Greeley Irish Festival

Seven years ago, North Platte developed Rail Fest and Greeley, Nebraska developed the Greeley Irish Festival on the same weekend each year. Naturally, being involved in tourism in North Platte dictated that I devote my time closer to home.

However, this year, the entertainment lineup in Greeley was just too stellar to miss! It started out with the Dublin City Ramblers, then the Wild Colonial B'hoys, and finished up with The Elders. If you love Irish music, you know you're going to see some quality performances from these groups!

I did fulfill my local obligations first - spending all day Friday hosting bus tours of Bailey Yard and filming at the Cemetery Tour in the evening. Then bright and early Saturday morning, Mark and I and our neighbors hooked onto their camper and made the three hour trip to Greeley.

Greeley, Nebraska (the official name is Greeley Center, but is more commonly referred to as simply Greeley) is about an hour north of Grand Island on Highway 281. It is a tiny community - according to the 2010 census, only 466 people call Greeley home.

As you can imagine, with a small town like this, the business district isn't too big, but there are two pubs, two markets, two banks, a medical clinic and several agricultural businesses. Driving around town (which only took about 10 minutes), we found a quaint, quiet, well-kept community.

There isn't much lodging to speak of in Greeley (wouldn't a few Airbnb homes be perfect?), but they have laid out a great campground adjacent to the festival grounds which really filled up over the course of the weekend.

But to get to the Irish Festival - it was amazing! GIF could write a book for other communities about how to do a festival right! First off, the area is completely fenced in, so you purchase tickets, show them at the gate then get an in/out wristband. This is so important because in order to survive, community festivals have to be SUSTAINABLE! If you can't find a way to make it cash-flow, the festival isn't going to be around very long.

What Irish Festival would be complete without Guinness, so the next stop is an ID check and another wristband. This is another way to make a festival sustainable! Revenue from beer sales is often what puts festivals over the top financially.

On the grounds are several large tents - beer, food, entertainment and comfort. There are multiple food vendors, souvenir and t-shirt vendors, and of course, beer. They had the old-standbys of Bud and Bud Light, but also Guinness, Smithwicks and Kilkenney, and a full bar.
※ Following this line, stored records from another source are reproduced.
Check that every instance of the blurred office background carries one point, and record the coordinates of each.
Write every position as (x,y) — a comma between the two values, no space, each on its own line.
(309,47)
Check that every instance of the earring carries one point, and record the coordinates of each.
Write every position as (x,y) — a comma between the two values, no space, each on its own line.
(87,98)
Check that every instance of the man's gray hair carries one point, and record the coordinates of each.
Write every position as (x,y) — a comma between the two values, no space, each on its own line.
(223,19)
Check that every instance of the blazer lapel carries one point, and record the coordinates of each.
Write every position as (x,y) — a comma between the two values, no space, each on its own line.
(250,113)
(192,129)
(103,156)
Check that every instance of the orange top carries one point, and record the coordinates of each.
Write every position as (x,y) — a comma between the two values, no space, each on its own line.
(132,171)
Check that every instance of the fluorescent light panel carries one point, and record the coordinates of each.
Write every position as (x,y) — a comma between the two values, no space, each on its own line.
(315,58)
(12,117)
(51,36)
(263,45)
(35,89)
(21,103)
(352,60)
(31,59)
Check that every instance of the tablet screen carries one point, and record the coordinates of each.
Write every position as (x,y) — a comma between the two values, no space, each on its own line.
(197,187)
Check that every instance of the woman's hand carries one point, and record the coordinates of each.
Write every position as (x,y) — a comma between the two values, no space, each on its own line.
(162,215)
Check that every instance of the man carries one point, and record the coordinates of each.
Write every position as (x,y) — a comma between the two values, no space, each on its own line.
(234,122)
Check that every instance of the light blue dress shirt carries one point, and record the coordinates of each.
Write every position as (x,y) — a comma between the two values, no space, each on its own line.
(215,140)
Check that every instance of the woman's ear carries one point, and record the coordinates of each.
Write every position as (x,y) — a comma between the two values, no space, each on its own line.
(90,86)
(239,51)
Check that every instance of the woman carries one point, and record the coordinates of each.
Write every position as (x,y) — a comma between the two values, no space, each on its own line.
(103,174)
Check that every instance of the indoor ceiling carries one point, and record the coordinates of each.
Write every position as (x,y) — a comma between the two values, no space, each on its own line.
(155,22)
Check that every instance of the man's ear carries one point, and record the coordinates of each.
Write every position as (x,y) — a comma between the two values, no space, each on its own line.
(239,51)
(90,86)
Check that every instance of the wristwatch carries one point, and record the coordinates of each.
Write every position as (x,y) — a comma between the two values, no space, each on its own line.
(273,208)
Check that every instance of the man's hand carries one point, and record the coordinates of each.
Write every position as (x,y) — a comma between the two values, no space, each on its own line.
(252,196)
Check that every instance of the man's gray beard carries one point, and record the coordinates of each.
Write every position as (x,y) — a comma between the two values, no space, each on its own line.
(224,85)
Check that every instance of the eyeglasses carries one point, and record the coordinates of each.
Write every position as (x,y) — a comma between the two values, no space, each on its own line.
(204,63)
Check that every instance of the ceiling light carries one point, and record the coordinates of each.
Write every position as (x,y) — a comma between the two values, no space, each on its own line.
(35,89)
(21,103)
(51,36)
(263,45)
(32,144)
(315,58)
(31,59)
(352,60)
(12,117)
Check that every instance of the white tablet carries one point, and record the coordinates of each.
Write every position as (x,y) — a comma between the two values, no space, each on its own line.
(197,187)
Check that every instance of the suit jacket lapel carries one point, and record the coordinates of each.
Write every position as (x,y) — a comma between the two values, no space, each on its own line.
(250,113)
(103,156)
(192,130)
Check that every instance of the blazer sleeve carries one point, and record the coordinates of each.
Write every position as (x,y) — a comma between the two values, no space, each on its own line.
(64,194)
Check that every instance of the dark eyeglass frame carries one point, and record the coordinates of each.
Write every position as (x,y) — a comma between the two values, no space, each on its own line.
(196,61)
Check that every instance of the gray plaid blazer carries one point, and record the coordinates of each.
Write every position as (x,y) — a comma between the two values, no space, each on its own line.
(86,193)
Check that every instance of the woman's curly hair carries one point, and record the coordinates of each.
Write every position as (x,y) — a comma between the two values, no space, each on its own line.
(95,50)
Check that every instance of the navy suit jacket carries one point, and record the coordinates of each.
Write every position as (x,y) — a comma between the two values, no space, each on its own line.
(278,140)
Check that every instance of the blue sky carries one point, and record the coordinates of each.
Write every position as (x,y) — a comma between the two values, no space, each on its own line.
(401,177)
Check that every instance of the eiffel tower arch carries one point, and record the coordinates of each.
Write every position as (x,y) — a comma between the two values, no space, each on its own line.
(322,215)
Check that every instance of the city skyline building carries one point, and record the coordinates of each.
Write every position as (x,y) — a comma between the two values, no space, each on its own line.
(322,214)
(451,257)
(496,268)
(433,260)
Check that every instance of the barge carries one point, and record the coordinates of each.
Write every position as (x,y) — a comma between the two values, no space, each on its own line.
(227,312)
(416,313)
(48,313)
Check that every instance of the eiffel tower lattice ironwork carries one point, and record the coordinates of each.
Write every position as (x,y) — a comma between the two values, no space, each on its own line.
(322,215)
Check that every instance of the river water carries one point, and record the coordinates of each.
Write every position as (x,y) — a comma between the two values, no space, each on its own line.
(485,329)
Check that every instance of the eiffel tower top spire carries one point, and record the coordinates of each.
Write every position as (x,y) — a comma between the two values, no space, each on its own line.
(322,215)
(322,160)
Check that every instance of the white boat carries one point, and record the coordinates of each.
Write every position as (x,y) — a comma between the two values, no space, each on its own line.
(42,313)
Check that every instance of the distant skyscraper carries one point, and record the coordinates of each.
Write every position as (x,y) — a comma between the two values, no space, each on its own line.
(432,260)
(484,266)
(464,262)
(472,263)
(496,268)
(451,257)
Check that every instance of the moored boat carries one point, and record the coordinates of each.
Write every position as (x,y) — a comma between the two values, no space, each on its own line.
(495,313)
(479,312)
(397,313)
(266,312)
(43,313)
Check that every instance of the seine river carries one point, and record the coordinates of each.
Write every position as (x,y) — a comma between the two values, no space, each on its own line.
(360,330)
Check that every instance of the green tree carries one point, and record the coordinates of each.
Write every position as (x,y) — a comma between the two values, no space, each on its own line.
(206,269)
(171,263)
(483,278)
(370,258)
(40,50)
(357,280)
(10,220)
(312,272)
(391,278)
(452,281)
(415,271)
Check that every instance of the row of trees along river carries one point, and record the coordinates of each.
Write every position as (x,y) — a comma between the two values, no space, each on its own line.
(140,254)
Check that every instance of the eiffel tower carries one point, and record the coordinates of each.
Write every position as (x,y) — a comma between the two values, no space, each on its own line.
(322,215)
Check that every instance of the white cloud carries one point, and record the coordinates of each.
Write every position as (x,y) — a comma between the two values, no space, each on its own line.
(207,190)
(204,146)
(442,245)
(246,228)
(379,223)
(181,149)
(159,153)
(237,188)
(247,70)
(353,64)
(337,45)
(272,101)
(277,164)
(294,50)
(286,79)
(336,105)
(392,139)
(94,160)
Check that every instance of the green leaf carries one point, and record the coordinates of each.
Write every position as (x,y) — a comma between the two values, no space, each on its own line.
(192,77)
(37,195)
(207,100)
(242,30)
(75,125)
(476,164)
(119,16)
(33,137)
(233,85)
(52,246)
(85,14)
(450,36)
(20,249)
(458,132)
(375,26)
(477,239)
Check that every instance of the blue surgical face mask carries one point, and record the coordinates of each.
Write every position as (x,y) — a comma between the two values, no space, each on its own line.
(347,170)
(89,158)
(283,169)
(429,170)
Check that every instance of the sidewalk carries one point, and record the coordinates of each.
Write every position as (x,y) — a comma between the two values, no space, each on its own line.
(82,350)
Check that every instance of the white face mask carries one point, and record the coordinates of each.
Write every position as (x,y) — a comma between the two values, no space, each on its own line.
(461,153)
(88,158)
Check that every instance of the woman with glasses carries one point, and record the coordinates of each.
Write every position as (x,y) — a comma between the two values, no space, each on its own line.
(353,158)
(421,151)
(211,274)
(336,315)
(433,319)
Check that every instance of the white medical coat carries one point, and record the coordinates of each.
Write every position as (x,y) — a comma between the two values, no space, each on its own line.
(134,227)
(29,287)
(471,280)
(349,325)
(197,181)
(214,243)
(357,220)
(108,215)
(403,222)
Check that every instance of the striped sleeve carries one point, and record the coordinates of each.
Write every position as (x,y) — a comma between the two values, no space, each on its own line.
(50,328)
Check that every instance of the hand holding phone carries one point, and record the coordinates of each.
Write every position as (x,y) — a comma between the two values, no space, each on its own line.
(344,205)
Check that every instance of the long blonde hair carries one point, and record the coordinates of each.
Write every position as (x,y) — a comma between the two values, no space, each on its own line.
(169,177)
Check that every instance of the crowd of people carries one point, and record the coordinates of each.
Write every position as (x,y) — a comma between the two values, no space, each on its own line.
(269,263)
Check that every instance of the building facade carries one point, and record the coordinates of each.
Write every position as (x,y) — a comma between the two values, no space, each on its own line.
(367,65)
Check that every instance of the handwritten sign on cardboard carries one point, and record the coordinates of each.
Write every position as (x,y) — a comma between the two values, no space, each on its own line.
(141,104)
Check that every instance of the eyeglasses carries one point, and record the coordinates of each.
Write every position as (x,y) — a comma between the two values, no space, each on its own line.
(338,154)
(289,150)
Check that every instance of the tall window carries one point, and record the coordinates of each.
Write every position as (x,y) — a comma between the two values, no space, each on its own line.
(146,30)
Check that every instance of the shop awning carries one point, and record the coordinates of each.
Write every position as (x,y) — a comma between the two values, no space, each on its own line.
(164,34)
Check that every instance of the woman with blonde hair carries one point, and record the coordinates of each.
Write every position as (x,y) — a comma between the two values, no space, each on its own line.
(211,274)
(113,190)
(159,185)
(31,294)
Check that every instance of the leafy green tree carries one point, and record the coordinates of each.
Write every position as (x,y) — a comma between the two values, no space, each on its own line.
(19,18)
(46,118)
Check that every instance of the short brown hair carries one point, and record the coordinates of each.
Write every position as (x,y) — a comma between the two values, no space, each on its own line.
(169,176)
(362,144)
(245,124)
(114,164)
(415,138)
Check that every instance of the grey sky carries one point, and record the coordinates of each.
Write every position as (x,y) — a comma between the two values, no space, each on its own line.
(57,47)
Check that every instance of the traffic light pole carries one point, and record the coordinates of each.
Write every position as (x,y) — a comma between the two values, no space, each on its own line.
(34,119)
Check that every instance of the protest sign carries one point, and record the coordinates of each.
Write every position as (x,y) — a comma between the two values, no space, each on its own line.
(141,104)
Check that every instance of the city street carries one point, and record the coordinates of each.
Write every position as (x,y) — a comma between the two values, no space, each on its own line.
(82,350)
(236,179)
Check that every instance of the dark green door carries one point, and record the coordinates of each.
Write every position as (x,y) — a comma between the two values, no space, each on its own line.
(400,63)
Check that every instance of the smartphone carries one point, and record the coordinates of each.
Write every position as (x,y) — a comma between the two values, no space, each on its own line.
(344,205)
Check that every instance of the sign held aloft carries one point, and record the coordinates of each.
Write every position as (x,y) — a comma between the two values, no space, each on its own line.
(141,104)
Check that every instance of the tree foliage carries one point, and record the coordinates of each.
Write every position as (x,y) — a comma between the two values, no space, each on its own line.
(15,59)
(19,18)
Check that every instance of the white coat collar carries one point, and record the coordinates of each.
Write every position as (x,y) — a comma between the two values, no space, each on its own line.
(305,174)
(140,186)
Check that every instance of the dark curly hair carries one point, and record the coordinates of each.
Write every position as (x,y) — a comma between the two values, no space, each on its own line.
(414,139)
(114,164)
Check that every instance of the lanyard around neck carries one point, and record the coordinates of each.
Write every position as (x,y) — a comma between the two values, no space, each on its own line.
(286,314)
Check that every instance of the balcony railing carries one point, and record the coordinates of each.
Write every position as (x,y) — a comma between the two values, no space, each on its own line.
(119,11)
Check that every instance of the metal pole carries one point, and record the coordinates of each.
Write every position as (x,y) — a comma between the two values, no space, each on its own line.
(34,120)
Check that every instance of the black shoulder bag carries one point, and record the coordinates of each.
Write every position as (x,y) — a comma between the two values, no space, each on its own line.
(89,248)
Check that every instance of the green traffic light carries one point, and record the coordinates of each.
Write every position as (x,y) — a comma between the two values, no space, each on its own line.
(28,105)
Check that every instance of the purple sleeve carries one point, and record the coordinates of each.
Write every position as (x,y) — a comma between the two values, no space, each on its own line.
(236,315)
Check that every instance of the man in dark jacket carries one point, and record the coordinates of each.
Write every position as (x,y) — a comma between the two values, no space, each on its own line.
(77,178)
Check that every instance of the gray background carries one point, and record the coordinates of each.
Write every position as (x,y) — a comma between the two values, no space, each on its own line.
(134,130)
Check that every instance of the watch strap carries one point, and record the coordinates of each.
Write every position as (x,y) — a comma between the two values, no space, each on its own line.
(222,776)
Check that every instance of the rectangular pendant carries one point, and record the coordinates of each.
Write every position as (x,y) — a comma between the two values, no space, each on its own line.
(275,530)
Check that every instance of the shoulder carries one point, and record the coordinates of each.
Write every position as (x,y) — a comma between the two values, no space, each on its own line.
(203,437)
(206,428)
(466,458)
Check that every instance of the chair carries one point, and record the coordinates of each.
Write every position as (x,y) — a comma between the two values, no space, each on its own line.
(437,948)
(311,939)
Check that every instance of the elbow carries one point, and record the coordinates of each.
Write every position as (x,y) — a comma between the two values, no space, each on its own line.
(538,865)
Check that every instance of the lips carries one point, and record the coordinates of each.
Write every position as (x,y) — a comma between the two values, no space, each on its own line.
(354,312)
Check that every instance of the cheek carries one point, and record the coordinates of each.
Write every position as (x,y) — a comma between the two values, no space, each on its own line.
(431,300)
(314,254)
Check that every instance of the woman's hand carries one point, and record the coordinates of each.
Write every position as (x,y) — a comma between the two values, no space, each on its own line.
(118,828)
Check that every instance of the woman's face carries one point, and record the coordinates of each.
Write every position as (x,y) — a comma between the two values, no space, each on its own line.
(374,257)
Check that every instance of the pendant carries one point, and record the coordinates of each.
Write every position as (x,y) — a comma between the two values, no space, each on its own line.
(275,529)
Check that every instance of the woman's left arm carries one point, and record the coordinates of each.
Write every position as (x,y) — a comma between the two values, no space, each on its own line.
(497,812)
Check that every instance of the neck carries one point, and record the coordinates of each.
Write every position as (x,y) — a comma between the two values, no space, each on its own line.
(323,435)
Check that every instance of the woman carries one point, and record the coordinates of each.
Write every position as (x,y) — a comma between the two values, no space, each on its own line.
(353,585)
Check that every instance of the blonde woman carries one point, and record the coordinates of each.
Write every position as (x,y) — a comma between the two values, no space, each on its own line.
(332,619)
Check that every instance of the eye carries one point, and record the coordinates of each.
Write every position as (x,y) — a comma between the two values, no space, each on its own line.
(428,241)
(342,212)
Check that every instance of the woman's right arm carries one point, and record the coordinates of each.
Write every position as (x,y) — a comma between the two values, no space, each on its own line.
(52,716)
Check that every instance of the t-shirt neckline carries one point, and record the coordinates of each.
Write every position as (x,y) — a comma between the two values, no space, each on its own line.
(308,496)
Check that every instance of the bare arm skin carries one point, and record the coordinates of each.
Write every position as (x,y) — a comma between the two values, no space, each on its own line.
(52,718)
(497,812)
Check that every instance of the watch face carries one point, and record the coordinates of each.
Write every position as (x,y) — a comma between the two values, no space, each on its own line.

Now, I know what some of you are thinking - why does there have to be alcohol? Do you have to drink to have fun? The answer is that since the beginning of time - really, since the beginning of time on earth - alcohol has been a part of daily life and especially a part of socialization and celebration. You think you can't have a family friendly event while serving alcohol? Think again. If people are going to learn to drink responsibly, you can't segregate alcohol consumption in an out-of-the-way place where adults don't have the chance to model responsible alcohol consumption. At no time did I see anyone falling-down drunk. What I did see was adults enjoying a beer or cocktail, and entire families, extended families, babies to great-grandparents (and all their friends, neighbors, acquaintances, and even complete strangers) enjoying an event together.
As soon as we arrived, we put our lawn chairs in a spot with a great view of the stage (honestly, there isn't a bad seat at the festival, though). Then went to find food - traditional Irish fare plus festival standards like hamburgers and funnel cakes. We bought t-shirts and hoodies and even raffle tickets for a quilt, which we didn't win!

There is a Cultural Center where you can learn about Greeley's Irish roots and more about Irish culture and music. Outside, between acts on the main stage, Dowd's Irish Dancers and the Omaha Pipe and Drum Corp performed - what a treat to see these talented artists.

Each main attraction artist performed two 90 minute sets, so you can really get your fill of great music! On into the night, it was fantastic to see the little kids dancing right in front while the adults were doing the same thing just a few feet away.

By midnight, it was all over - just one day of great fun. We hope to make this an annual tradition.
If you go:

  • Be sure to keep abreast of the plans for the celebration by visiting their website,
  • Secure a camper! Yes, there are lodging options listed on their website, but none are as close as you can get in the adjacent campground. Be sure to let them know you're coming by reserving your camping space.
  • If you can, arrive the day before - I understand that often one or more of the entertainers will be holding court in one of the pubs in town.
  • Purchase your tickets in advance online - it'll save you $5 each.
  • Take lawn chairs.
  • Plan on having LOTS of fun!


  1. I feel just awful we didn't get a chance to meet up that day! I was running around like a crazy person it felt, between the 2nd stage tent and doing interviews and the KZUM tent. I'm glad you had just as much fun as I did though! :-) *virtual hug* since I couldn't on Saturday.

    1. Hi Susan, sorry I didn't reply to this! Yes, I'm so sorry I missed you there. The good news - we hope to make it an annual affair, so I'd better see you there next year.